Tito was egregiously mortal, however, and this fine state of affairs could not survive his death. After a decade or so, Croatians were agitating to leave Yugoslavia — a referendum was involved — while ethnic Serbs living in Croatia were not on board. The Yugoslavian military was mostly Serb-controlled, so the newly independent Croatia was in immediate peril. After a mad scramble to obtain weapons and get their share of loyal army troops in place, a defense was pieced together. The war was on.

Vid walked us into the tunnels, designed for World War II air raids to protect upwards of 3,000 people. They saw use again in the Homeland War. He showed us a basement bomb shelter in a typical residence. There we watched a video that explained the general advance of the conflict on Zagreb, and later Dubrovnik. There were propaganda clips from each side, claiming the other was ethnic cleansing. And there were commercials for war-related children's toys, and rock videos meant to inspire people to fight.

The tour concluded at a quiet indoor memorial to those killed in one of the most heinous attacks of the war: when Serbians dropped cluster bombs on downtown Zagreb, at lunchtime, on a weekday.
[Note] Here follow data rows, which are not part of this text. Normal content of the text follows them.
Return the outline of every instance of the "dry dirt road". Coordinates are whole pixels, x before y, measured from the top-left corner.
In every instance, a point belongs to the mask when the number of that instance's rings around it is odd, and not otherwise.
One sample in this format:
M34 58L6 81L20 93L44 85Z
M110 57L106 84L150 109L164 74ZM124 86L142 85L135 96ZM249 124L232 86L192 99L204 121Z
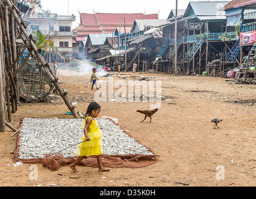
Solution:
M136 112L148 109L150 102L100 102L100 118L118 118L119 126L159 155L155 164L138 169L111 168L105 173L81 165L75 174L68 166L50 171L36 164L37 179L31 180L31 164L13 166L11 152L16 148L16 137L11 137L13 132L7 129L0 136L0 186L184 186L176 181L193 187L255 186L255 85L230 83L219 77L120 75L114 76L114 81L128 83L141 76L161 81L165 98L151 123L148 118L141 123L144 116ZM70 100L77 103L76 111L85 113L96 92L90 90L90 75L59 70L58 76ZM99 79L108 81L108 77ZM22 104L12 114L11 124L17 128L24 117L73 118L64 114L69 110L58 96L44 103ZM215 118L223 120L217 129L211 123Z

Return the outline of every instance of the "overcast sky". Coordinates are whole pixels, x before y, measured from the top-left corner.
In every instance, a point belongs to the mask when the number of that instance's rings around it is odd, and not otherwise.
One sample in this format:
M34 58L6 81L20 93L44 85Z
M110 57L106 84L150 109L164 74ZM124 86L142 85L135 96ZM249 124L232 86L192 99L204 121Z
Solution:
M189 0L179 0L178 9L186 9ZM49 10L51 13L58 15L71 15L76 16L73 28L80 22L80 12L93 14L107 13L143 13L156 14L159 11L159 19L166 19L171 9L175 9L175 0L41 0L42 9Z

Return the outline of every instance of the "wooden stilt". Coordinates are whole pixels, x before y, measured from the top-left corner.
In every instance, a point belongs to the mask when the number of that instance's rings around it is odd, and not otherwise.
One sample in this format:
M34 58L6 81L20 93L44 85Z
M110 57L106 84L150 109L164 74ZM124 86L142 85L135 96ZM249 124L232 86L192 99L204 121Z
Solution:
M6 2L7 6L11 8L11 11L12 13L12 16L14 19L16 20L17 22L17 24L19 25L19 29L21 32L24 34L24 37L27 39L27 40L29 40L29 35L26 30L25 25L24 24L24 22L21 21L21 18L19 17L19 16L17 14L17 11L15 9L15 6L13 5L12 2L10 1L9 0L4 0L4 1ZM59 83L58 82L57 80L55 79L55 78L52 75L50 72L50 66L49 63L47 63L44 58L40 54L40 51L37 49L37 48L36 47L35 44L34 42L31 42L30 45L31 49L33 50L33 51L35 52L39 61L41 63L42 65L41 67L43 67L43 68L45 70L48 78L49 80L54 84L54 86L56 88L56 90L59 91L60 93L61 97L63 98L65 103L69 108L69 109L70 110L71 113L72 113L73 116L75 118L80 118L78 114L75 111L75 107L73 106L71 102L69 100L67 94L67 93L66 91L64 91L62 88L61 88Z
For his part, Vid said younger generations have a difficult time understanding the ethnic strife — it seems to be a relic of the past, and because so many Serbs left Croatia after the war, the day-to-day friction may have lessened. But he felt it was real, and could return.
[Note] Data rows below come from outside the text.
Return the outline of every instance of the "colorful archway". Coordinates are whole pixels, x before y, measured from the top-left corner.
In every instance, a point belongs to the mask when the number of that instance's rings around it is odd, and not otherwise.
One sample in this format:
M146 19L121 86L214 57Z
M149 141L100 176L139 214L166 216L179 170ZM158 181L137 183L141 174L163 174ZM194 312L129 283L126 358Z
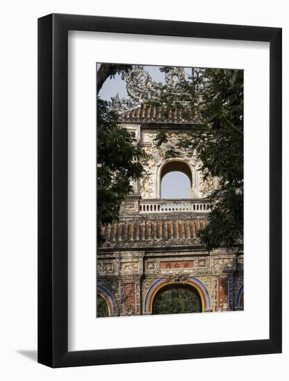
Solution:
M116 303L112 294L106 287L97 284L97 294L103 298L107 304L109 316L119 316Z
M235 310L244 309L244 283L240 287L235 301Z
M202 311L203 312L211 312L211 301L209 292L204 284L195 276L190 277L188 280L182 282L168 281L166 278L157 279L148 289L143 305L143 314L151 314L152 313L152 305L154 299L161 290L168 285L179 285L192 287L198 293L202 302Z
M193 186L195 170L191 163L180 157L175 157L166 160L166 161L164 161L157 169L156 177L157 198L161 198L161 188L162 178L167 173L173 171L182 172L188 176L191 184L191 198L193 198L195 197L195 187Z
This was all standard relaxing birthday fare, so we kept the vibe going by enjoying one of the parks near where the cluster bombing happened. There were no signs of the attack. Rather, a Croatian publishing company was hosting its annual "beach party," having festooned the area with enormous jellyfish umbrellas and lounge chairs. Mini public libraries abounded, allowing anyone to grab a book, sit back and read. Our Croatian isn't so good, so we had an excuse for just relaxing. The native Croatians had no excuse, but in a show of solidarity with their American friends, they also chose not to read. In the spirit of international friendship, Allyson and I split a dessert pancake and soaked in the ambiance.

The day was, for the most part, over. After a pit stop at our hotel, we found an Indian restaurant for the vegetarian birthday girl. We sat outside and watched the crowds, then hustled back toward the hotel as spitting rain began to materialize. Briefly, we poked our nose in a punk bar lauded in some of the guide books. But it was ridiculously smoky, and one virtue of having birthdays is that you can reach an age where you're tired of such things. So instead it was back to the Westin, where complementary birthday cake was waiting.

Italy was done. Croatia was done. Our vacation, as planned, should have been done. But detours do work out sometimes.